Il referendum, spiega il Servizio studi, si inscrive nei contorni dell’art. 116 della Costituzione che prevede la possibilità per le regioni di negoziare con il Governo “ulteriori forme e condizioni particolari di autonomia”. Condizioni che, tuttavia, per il quale il referendum non è né vincolante né strumento automatico per la loro attivazione. A optare per la consultazione sono infatti le Regioni in maniera discrezionale mentre la procedura per aumentare le forme di autonomie è separata dal referendum e prevede l’iniziativa della Regione – che va portata al presidente del Consiglio e al ministero degli Affari regionali – e la consultazione obbligatoria degli enti locali. Solo successivamente si arriva all’intesa tra Regioni interessate e Governo che deve attivarsi sull’iniziative delle prime entro 60 giorni dal loro ricevimento. 

Anche l’avvio dei negoziati non conduce ad una certezza della maggiore autonomia: l’ufficio Studi sottolinea infatti come «non sussista alcun obbligo» per i due negoziatori, di concludere l’intesa. In caso di esito positivo l’intesa va recepita in un apposito disegno di legge la cui iniziativa, si osserva nella relazione, spetterebbe al governo nel rispetto della «leale collaborazione» con le Regioni. Per l’approvazione del ddl, inoltre, serve la maggioranza assoluta delle Camere.

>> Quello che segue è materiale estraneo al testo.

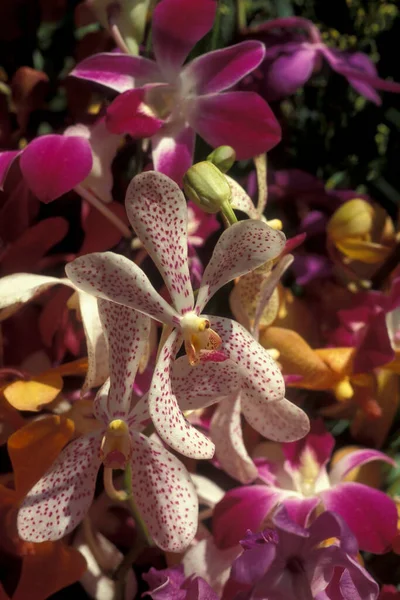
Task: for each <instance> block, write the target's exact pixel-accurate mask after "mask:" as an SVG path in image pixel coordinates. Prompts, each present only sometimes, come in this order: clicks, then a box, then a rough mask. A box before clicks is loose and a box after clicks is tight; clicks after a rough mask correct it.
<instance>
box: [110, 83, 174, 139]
mask: <svg viewBox="0 0 400 600" xmlns="http://www.w3.org/2000/svg"><path fill="white" fill-rule="evenodd" d="M106 123H107V128H108V129H109V131H111V133H117V134H118V133H119V134H122V133H129V135H131V136H132V137H133V138H139V139H140V138H146V137H151V136H153V135H154V134H155V133H157V131H158V130H159V129H160V128H161V127H162V126H163V124H164V121H163V120H162V119H159V118H158V117H156V116H155V115H154V114H153V113H152V111H151V110H150V109H149V107H148V106H147V105H146V91H145V89H144V88H139V89H135V90H128V91H126V92H124V93H123V94H120V95H119V96H117V97H116V98H115V100H114V101H113V102H112V103H111V104H110V106H109V107H108V108H107V117H106Z"/></svg>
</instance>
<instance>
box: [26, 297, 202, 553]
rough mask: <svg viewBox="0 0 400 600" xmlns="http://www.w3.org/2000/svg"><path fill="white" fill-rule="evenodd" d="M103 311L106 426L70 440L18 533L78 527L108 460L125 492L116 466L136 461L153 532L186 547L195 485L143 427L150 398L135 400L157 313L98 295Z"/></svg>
mask: <svg viewBox="0 0 400 600" xmlns="http://www.w3.org/2000/svg"><path fill="white" fill-rule="evenodd" d="M99 313H100V318H101V321H102V325H103V328H104V332H105V335H106V337H107V341H108V347H109V357H110V379H109V380H108V381H107V382H106V383H105V384H104V386H103V387H102V388H101V389H100V391H99V393H98V394H97V396H96V399H95V402H94V414H95V416H96V418H97V419H98V420H99V421H100V422H101V423H103V427H101V428H100V429H99V430H98V431H95V432H94V433H90V434H87V435H84V436H82V437H80V438H78V439H77V440H75V441H73V442H72V443H71V444H69V445H68V446H67V447H66V448H65V449H64V450H63V451H62V453H61V454H60V456H59V457H58V459H57V460H56V462H55V463H54V464H53V466H52V467H51V468H50V470H49V471H48V472H47V473H46V474H45V475H44V476H43V477H42V479H40V480H39V481H38V483H36V484H35V485H34V487H33V488H32V489H31V490H30V492H29V493H28V495H27V497H26V498H25V500H24V501H23V503H22V505H21V508H20V510H19V513H18V533H19V536H20V537H21V539H23V540H27V541H33V542H42V541H46V540H57V539H60V538H61V537H63V536H64V535H66V534H67V533H69V532H70V531H72V529H74V528H75V527H76V525H77V524H78V523H79V522H80V521H81V520H82V519H83V517H84V516H85V514H86V512H87V511H88V509H89V507H90V505H91V502H92V500H93V495H94V491H95V485H96V477H97V473H98V470H99V468H100V466H101V464H103V465H104V487H105V490H106V491H107V493H108V494H109V495H110V496H111V497H113V498H120V499H121V500H123V499H124V492H121V491H117V490H115V488H114V486H113V481H112V473H113V470H114V469H125V468H126V466H127V465H128V463H129V464H130V467H131V469H132V482H133V489H132V493H133V495H134V498H135V502H136V504H137V507H138V510H139V511H140V513H141V515H142V518H143V520H144V522H145V523H146V526H147V527H148V529H149V532H150V534H151V536H152V538H153V539H154V541H155V542H156V544H158V546H160V548H163V549H164V550H170V551H173V552H178V551H181V550H182V549H183V548H185V547H187V546H188V545H189V543H190V542H191V540H192V539H193V537H194V535H195V533H196V530H197V521H198V518H197V514H198V501H197V494H196V490H195V488H194V485H193V483H192V481H191V478H190V475H189V474H188V473H187V471H186V469H185V467H184V466H183V464H182V463H181V462H180V461H179V460H178V459H177V458H176V457H175V456H173V455H172V454H170V452H168V451H167V450H166V449H165V448H164V447H163V446H162V445H161V444H159V443H158V442H154V441H152V440H150V439H149V438H147V437H146V436H144V435H143V434H142V433H141V431H142V430H143V429H144V426H145V423H146V421H147V419H148V412H147V407H146V404H145V403H144V402H142V401H139V402H136V403H132V402H131V398H132V386H133V381H134V379H135V376H136V372H137V368H138V365H139V361H140V358H141V357H142V355H143V352H144V351H145V346H146V343H147V337H148V333H149V327H150V319H148V318H147V317H145V316H144V315H142V314H140V313H137V312H136V311H133V310H130V309H128V308H126V307H124V306H120V305H119V304H115V303H113V302H107V301H105V300H99Z"/></svg>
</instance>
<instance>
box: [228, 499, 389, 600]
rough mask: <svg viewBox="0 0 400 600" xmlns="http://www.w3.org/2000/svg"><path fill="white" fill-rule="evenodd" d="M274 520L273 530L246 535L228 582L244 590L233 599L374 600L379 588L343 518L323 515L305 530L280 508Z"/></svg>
mask: <svg viewBox="0 0 400 600" xmlns="http://www.w3.org/2000/svg"><path fill="white" fill-rule="evenodd" d="M272 521H273V524H274V527H275V528H274V529H266V530H265V531H263V532H262V533H260V534H253V533H251V531H248V532H247V535H246V537H245V539H244V540H242V542H241V544H242V546H243V548H244V552H243V554H241V555H240V556H239V557H238V558H237V559H236V560H235V562H234V563H233V565H232V571H231V579H230V582H228V585H230V586H231V589H232V591H237V590H240V591H237V593H236V594H235V595H232V596H231V597H232V598H234V600H261V599H264V598H268V600H312V599H313V598H315V599H316V600H355V599H356V598H357V599H359V600H376V598H377V597H378V593H379V587H378V584H377V583H376V582H375V581H374V580H373V579H372V578H371V576H370V575H369V574H368V573H367V571H366V570H365V569H364V568H363V567H361V565H360V564H359V563H358V562H357V560H356V559H355V556H356V554H357V550H358V548H357V542H356V540H355V538H354V536H353V535H352V534H351V532H350V531H349V529H348V527H347V526H346V523H345V522H344V521H343V520H342V519H341V517H339V515H336V514H335V513H332V512H325V513H323V514H322V515H320V516H319V517H318V518H317V519H316V520H315V521H314V522H313V523H312V525H311V526H310V527H309V528H308V529H305V528H303V527H301V526H300V525H298V524H297V523H295V522H293V521H292V520H291V519H290V517H289V515H288V514H287V512H286V510H285V508H284V507H282V508H281V509H280V510H278V511H277V512H276V513H275V515H274V517H273V519H272ZM331 538H335V539H336V542H334V543H331V544H330V545H327V540H330V539H331ZM235 586H236V589H235Z"/></svg>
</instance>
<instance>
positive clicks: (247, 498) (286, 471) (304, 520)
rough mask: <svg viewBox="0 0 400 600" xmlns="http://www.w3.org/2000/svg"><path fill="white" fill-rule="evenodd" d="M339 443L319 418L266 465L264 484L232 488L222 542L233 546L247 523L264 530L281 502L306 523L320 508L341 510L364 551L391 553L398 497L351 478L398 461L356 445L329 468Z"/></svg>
mask: <svg viewBox="0 0 400 600" xmlns="http://www.w3.org/2000/svg"><path fill="white" fill-rule="evenodd" d="M333 446H334V438H333V437H332V435H331V434H329V433H327V432H326V431H325V429H324V427H323V424H322V422H314V424H313V426H312V430H311V432H310V434H308V435H307V436H306V437H305V438H304V439H303V440H300V441H299V442H292V443H287V444H282V446H281V449H282V452H283V456H282V459H277V460H276V461H274V460H267V461H266V462H265V463H264V464H261V465H260V479H261V480H263V482H264V484H257V485H253V486H249V487H240V488H235V489H233V490H230V491H229V492H227V494H226V495H225V497H224V499H223V500H222V501H221V502H220V503H219V504H217V506H216V508H215V510H214V523H213V531H214V536H215V541H216V544H217V545H218V546H219V547H220V548H226V547H230V546H233V545H234V544H236V543H237V542H238V541H239V540H240V537H241V536H243V535H244V533H245V531H246V529H247V528H250V529H252V530H254V531H258V530H259V529H260V527H262V525H263V523H264V522H265V520H266V518H267V517H268V515H269V513H270V512H271V511H272V510H273V508H274V507H275V506H276V505H277V504H279V503H280V504H283V505H284V506H285V507H286V509H287V511H288V514H289V515H290V517H291V518H292V519H293V520H295V521H296V522H297V523H299V524H300V525H304V526H305V525H306V524H307V522H308V520H309V519H310V517H311V515H312V514H314V511H315V510H317V511H318V510H319V511H321V510H324V509H325V510H332V511H335V512H336V513H337V514H338V515H340V516H341V517H342V518H343V519H344V520H345V521H346V523H347V525H348V527H349V528H350V529H351V530H352V532H353V533H354V535H355V536H356V538H357V540H358V544H359V546H360V548H361V549H362V550H367V551H369V552H374V553H375V554H380V553H383V552H386V551H387V550H388V549H389V547H390V544H391V542H392V540H393V538H394V536H395V535H396V531H397V509H396V504H395V502H394V501H393V500H392V499H391V498H390V497H389V496H387V495H386V494H385V493H383V492H381V491H379V490H376V489H374V488H370V487H368V486H367V485H364V484H361V483H356V482H348V481H346V480H345V478H346V476H347V474H348V473H350V472H351V471H352V470H353V469H355V468H356V467H359V466H361V465H364V464H366V463H369V462H371V461H376V460H380V461H383V462H386V463H388V464H390V465H394V461H393V460H392V459H391V458H390V457H388V456H387V455H386V454H383V453H382V452H379V451H378V450H370V449H364V450H354V452H350V453H349V454H346V455H345V456H343V457H342V458H340V459H339V460H338V461H337V462H336V463H335V465H334V466H333V468H331V470H330V472H329V473H328V471H327V469H326V465H327V463H328V461H329V459H330V458H331V453H332V449H333ZM270 452H271V451H270ZM271 453H272V452H271ZM267 455H268V449H267ZM317 507H318V508H317Z"/></svg>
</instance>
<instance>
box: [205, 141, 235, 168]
mask: <svg viewBox="0 0 400 600" xmlns="http://www.w3.org/2000/svg"><path fill="white" fill-rule="evenodd" d="M207 160H208V161H209V162H212V163H213V165H215V166H216V167H218V169H219V170H220V171H222V173H227V172H228V171H229V169H230V168H231V166H232V165H233V163H234V162H235V160H236V152H235V151H234V149H233V148H232V147H231V146H219V148H215V150H213V151H212V152H211V154H209V155H208V156H207Z"/></svg>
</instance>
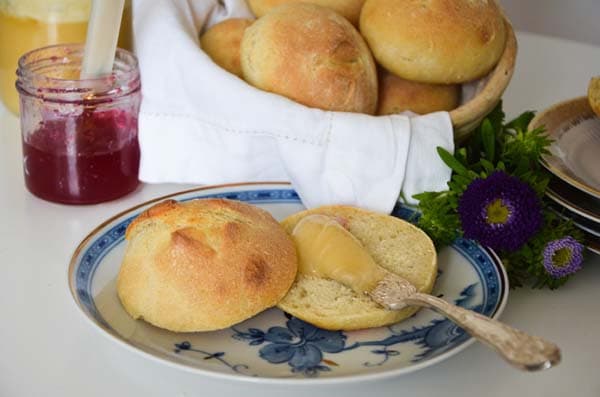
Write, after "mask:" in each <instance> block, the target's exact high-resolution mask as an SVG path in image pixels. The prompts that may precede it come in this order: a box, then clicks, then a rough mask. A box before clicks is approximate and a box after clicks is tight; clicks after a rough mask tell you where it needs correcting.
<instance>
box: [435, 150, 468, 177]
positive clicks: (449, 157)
mask: <svg viewBox="0 0 600 397" xmlns="http://www.w3.org/2000/svg"><path fill="white" fill-rule="evenodd" d="M437 152H438V154H439V156H440V157H441V158H442V161H443V162H444V163H446V165H447V166H448V167H450V168H451V169H452V171H454V172H456V173H457V174H459V175H466V174H467V173H468V170H467V168H466V167H465V166H464V165H463V164H462V163H461V162H460V161H458V160H457V159H456V158H455V157H454V156H453V155H452V154H450V152H448V151H447V150H446V149H444V148H443V147H441V146H438V147H437Z"/></svg>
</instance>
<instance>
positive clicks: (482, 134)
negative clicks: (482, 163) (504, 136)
mask: <svg viewBox="0 0 600 397" xmlns="http://www.w3.org/2000/svg"><path fill="white" fill-rule="evenodd" d="M495 141H496V134H495V133H494V128H493V127H492V123H491V121H490V120H489V119H485V120H483V124H481V142H482V143H483V150H484V152H485V157H486V158H487V159H488V160H489V161H491V162H494V156H495V155H496V153H495Z"/></svg>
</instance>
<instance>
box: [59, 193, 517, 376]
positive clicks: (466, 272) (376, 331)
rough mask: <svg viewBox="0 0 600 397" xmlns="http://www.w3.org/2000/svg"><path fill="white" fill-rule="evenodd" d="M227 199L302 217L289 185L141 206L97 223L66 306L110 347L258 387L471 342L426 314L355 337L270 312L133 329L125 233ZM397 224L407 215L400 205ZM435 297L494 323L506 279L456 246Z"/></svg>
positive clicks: (498, 267) (354, 369) (399, 366)
mask: <svg viewBox="0 0 600 397" xmlns="http://www.w3.org/2000/svg"><path fill="white" fill-rule="evenodd" d="M205 197H225V198H229V199H235V200H241V201H246V202H249V203H252V204H254V205H257V206H259V207H262V208H264V209H266V210H268V211H269V212H271V213H272V214H273V216H274V217H275V218H277V219H283V218H284V217H286V216H287V215H290V214H292V213H294V212H297V211H300V210H302V209H304V207H303V206H302V203H301V202H300V199H299V198H298V195H297V194H296V192H295V191H294V190H293V189H292V188H291V187H290V185H289V184H284V183H263V184H239V185H228V186H217V187H204V188H199V189H195V190H191V191H186V192H182V193H178V194H174V195H171V196H168V197H163V198H161V199H156V200H153V201H150V202H147V203H144V204H141V205H139V206H137V207H135V208H132V209H131V210H129V211H126V212H124V213H121V214H119V215H117V216H115V217H113V218H111V219H109V220H107V221H106V222H104V223H103V224H102V225H100V226H99V227H98V228H97V229H96V230H94V231H93V232H92V233H90V235H89V236H87V237H86V238H85V239H84V240H83V242H82V243H81V244H80V245H79V247H78V248H77V250H76V251H75V253H74V254H73V258H72V260H71V264H70V267H69V285H70V288H71V293H72V295H73V299H74V300H75V302H76V304H77V306H78V307H79V308H80V309H81V311H82V312H83V314H84V315H85V317H86V318H87V319H88V320H90V321H91V322H92V324H94V325H95V326H96V327H97V328H98V329H100V330H101V333H102V334H104V335H106V336H108V337H109V338H111V339H112V340H113V341H115V342H117V343H119V344H121V345H122V346H125V347H127V348H129V349H131V350H133V351H135V352H138V353H140V354H142V355H144V356H146V357H148V358H153V359H157V360H160V361H162V362H164V363H166V364H170V365H174V366H177V367H179V368H182V369H186V370H189V371H193V372H196V373H198V374H202V375H207V376H213V377H219V378H226V379H232V380H233V379H235V380H245V381H253V382H262V383H286V384H289V383H306V382H313V383H330V382H339V381H341V380H343V381H344V382H348V381H359V380H367V379H380V378H384V377H391V376H397V375H400V374H405V373H408V372H412V371H415V370H418V369H421V368H424V367H427V366H429V365H431V364H434V363H437V362H439V361H442V360H444V359H446V358H448V357H450V356H451V355H453V354H456V353H458V352H459V351H461V350H463V349H464V348H465V347H467V346H468V345H469V344H471V343H472V342H473V341H474V339H473V338H471V337H470V336H469V335H468V334H466V333H465V332H464V331H463V330H462V329H461V328H458V327H457V326H455V325H454V324H453V323H452V322H450V321H448V320H446V319H444V318H443V317H441V316H440V315H437V314H435V313H434V312H433V311H430V310H421V311H419V312H418V313H417V314H416V315H414V316H413V317H411V318H409V319H407V320H405V321H402V322H400V323H398V324H395V325H392V326H389V327H381V328H375V329H368V330H362V331H353V332H342V331H337V332H332V331H325V330H321V329H318V328H316V327H314V326H312V325H310V324H306V323H304V322H302V321H301V320H299V319H296V318H294V317H291V316H289V315H287V314H286V313H284V312H282V311H280V310H278V309H270V310H267V311H265V312H263V313H261V314H259V315H257V316H255V317H253V318H251V319H249V320H247V321H244V322H243V323H240V324H237V325H235V326H234V327H232V328H229V329H225V330H221V331H215V332H204V333H175V332H170V331H166V330H163V329H159V328H156V327H153V326H151V325H149V324H147V323H145V322H143V321H135V320H133V319H132V318H131V317H129V316H128V315H127V313H126V312H125V311H124V310H123V308H122V307H121V305H120V303H119V300H118V297H117V292H116V282H115V280H116V277H117V274H118V271H119V266H120V263H121V259H122V258H123V254H124V250H125V244H126V242H125V240H124V234H125V229H126V228H127V225H128V224H129V223H130V222H131V221H132V220H133V219H134V218H135V217H136V216H137V215H138V214H139V213H140V212H142V211H143V210H145V209H146V208H148V207H149V206H151V205H153V204H155V203H156V202H158V201H160V200H162V199H165V198H170V199H175V200H180V201H186V200H192V199H196V198H205ZM394 214H395V215H396V216H400V217H404V218H407V217H410V216H411V215H414V212H413V211H412V210H409V209H407V208H402V207H398V208H397V209H396V210H395V211H394ZM438 260H439V269H440V271H439V275H438V279H437V281H436V285H435V288H434V291H433V294H435V295H437V296H440V297H442V298H443V299H446V300H448V301H450V302H453V303H455V304H458V305H460V306H463V307H466V308H469V309H472V310H475V311H478V312H480V313H483V314H485V315H487V316H491V317H494V318H496V317H498V316H499V315H500V313H501V312H502V310H503V309H504V305H505V304H506V299H507V297H508V281H507V277H506V273H505V271H504V269H503V267H502V265H501V263H500V261H499V260H498V258H497V257H496V256H495V254H494V253H493V252H491V251H489V250H488V249H485V248H483V247H481V246H479V245H477V244H475V243H473V242H471V241H468V240H463V239H459V240H457V241H455V242H454V244H453V245H452V246H451V247H447V248H444V249H442V250H441V252H439V257H438Z"/></svg>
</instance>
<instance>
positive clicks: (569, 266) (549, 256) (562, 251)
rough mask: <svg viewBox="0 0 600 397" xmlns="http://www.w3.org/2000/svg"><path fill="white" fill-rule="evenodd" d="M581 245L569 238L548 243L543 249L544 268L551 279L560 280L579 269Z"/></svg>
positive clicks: (573, 240)
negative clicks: (544, 247) (550, 277)
mask: <svg viewBox="0 0 600 397" xmlns="http://www.w3.org/2000/svg"><path fill="white" fill-rule="evenodd" d="M582 262H583V245H581V243H579V241H577V240H575V239H574V238H573V237H571V236H567V237H564V238H561V239H558V240H553V241H550V242H549V243H548V244H546V247H545V248H544V268H545V269H546V272H548V274H550V276H552V277H553V278H561V277H564V276H568V275H569V274H573V273H575V272H576V271H577V270H579V269H581V263H582Z"/></svg>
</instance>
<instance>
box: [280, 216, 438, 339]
mask: <svg viewBox="0 0 600 397" xmlns="http://www.w3.org/2000/svg"><path fill="white" fill-rule="evenodd" d="M310 214H322V215H328V216H332V217H337V218H339V219H340V221H341V223H342V224H343V225H344V227H346V229H347V230H349V231H350V232H351V233H352V234H353V235H354V236H355V237H356V238H358V240H359V241H360V242H361V243H362V245H363V246H364V247H365V249H366V250H367V251H368V252H369V253H370V254H371V255H372V257H373V259H374V260H375V262H376V263H377V264H378V265H379V266H381V267H383V268H385V269H386V270H388V271H391V272H392V273H395V274H398V275H400V276H402V277H404V278H406V279H408V280H409V281H410V282H412V283H413V284H414V285H415V286H416V287H417V288H418V289H419V291H422V292H431V290H432V288H433V285H434V283H435V279H436V276H437V254H436V251H435V247H434V246H433V243H432V242H431V240H430V239H429V237H428V236H427V235H426V234H425V233H424V232H423V231H422V230H420V229H418V228H416V227H415V226H413V225H411V224H409V223H408V222H405V221H402V220H400V219H398V218H394V217H391V216H388V215H383V214H379V213H375V212H371V211H366V210H362V209H358V208H354V207H348V206H326V207H320V208H316V209H313V210H307V211H302V212H300V213H297V214H294V215H292V216H290V217H288V218H286V219H285V220H284V221H283V222H282V225H283V226H284V228H285V229H286V230H287V231H288V233H291V232H292V230H293V229H294V227H295V225H296V224H297V223H298V222H299V221H300V219H302V218H303V217H305V216H307V215H310ZM277 306H278V307H279V308H280V309H282V310H284V311H286V312H288V313H290V314H292V315H293V316H295V317H298V318H300V319H302V320H304V321H307V322H309V323H311V324H313V325H316V326H318V327H320V328H324V329H329V330H357V329H364V328H372V327H380V326H384V325H389V324H393V323H396V322H398V321H401V320H403V319H405V318H407V317H410V316H411V315H412V314H414V313H415V312H416V311H417V310H418V309H416V308H412V307H411V308H406V309H404V310H400V311H389V310H385V309H383V308H382V307H381V306H379V305H378V304H377V303H375V302H373V301H372V300H371V299H370V298H368V297H367V296H365V295H360V294H357V293H356V292H354V291H353V290H352V289H351V288H349V287H347V286H345V285H343V284H341V283H338V282H336V281H333V280H327V279H323V278H318V277H314V276H310V275H303V274H298V275H297V277H296V281H295V282H294V284H293V285H292V287H291V288H290V290H289V292H288V293H287V295H286V296H285V297H284V298H283V299H282V300H281V301H280V302H279V303H278V305H277Z"/></svg>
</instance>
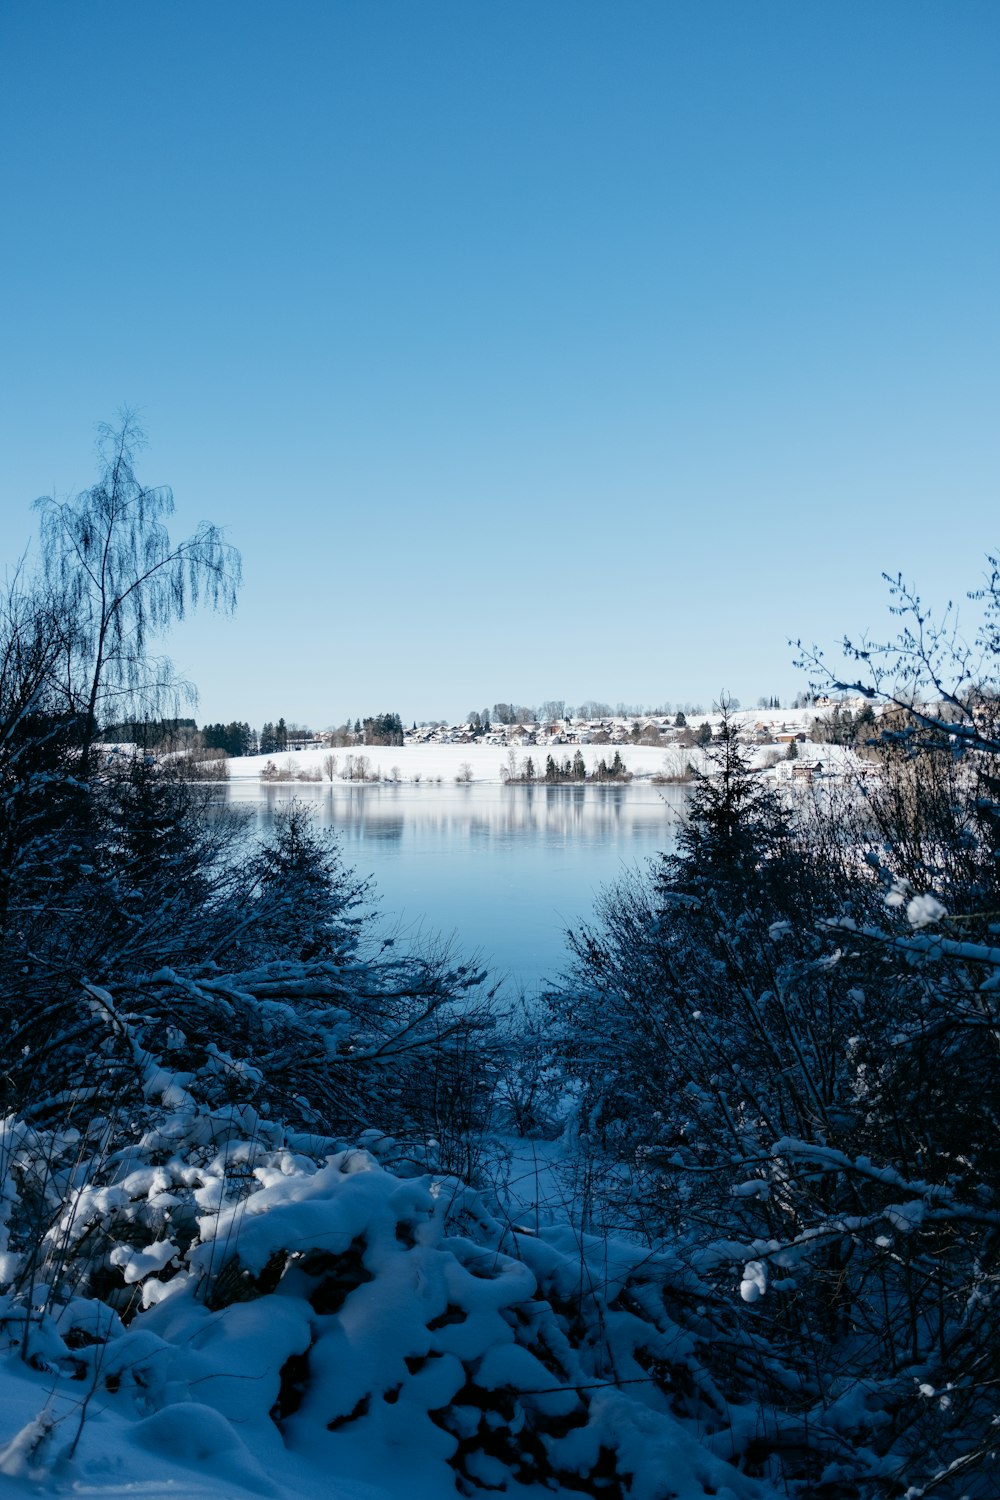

Ad essere oggetto di un’eventuale procedura per una maggiore autonomia delle Regioni interessate sono, si legge nella relazione del Senato, «tutte le materie di potestà legislativa concorrente» e, nell’ambito delle materie di potestà legislativa esclusiva statale, «l’organizzazione della giustizia di pace, le norme generali sull’istruzione, la tutela dell’ambiente, dell’ecosistema e dei beni culturali». Il ddl con il quale scatterebbero le misure deve invece rispettare alcuni paletti e in particolare, il contenuto dell’intesa governo-Regioni e i principi ex art.119 della Costituzione a partire dal «rispetto dell’equilibrio di bilancio e l’obbligo di concorrere all’osservanza dei vincoli economici e finanziari derivanti dall’ordinamento dell’Unione europea». Secondo l’Servizio studi, inoltre, la dottrina permetterebbe che l’ulteriore autonomia sia data «a termine» anche per verificare la sua efficacia. La relazione torna poi sulla sentenza – pronunciata solo sul Veneto – della Corte Costituzionale che nel 2015 ha dato l’assenso al referendum: la Consulta, in particolare, ha ammesso solo uno dei quesiti posti al suo esame – “Vuoi che alla Regione del Veneto siano attribuite ulteriori forme e condizioni particolari di autonomia?” – bocciando quello in cui veniva chiesto all’elettore un sì o un no all’“indipendenza sovrana” della Regione Veneto. Una domanda, quest’ultima, che «riguarda scelte fondamentali di livello costituzionale, come tali precluse ai referendum regionali e che suggerisce sovvertimenti istituzionali radicalmente incompatibili con i fondamentali principi di unità e indivisibilità della Repubblica, di cui all’art. 5 della Costituzione», spiega la Corte nella sentenza riportata dal Servizio studi del Senato. Da qui, anche, la marcata differenza tra la consultazione lombardo-veneta del 22 ottobre e quella catalana.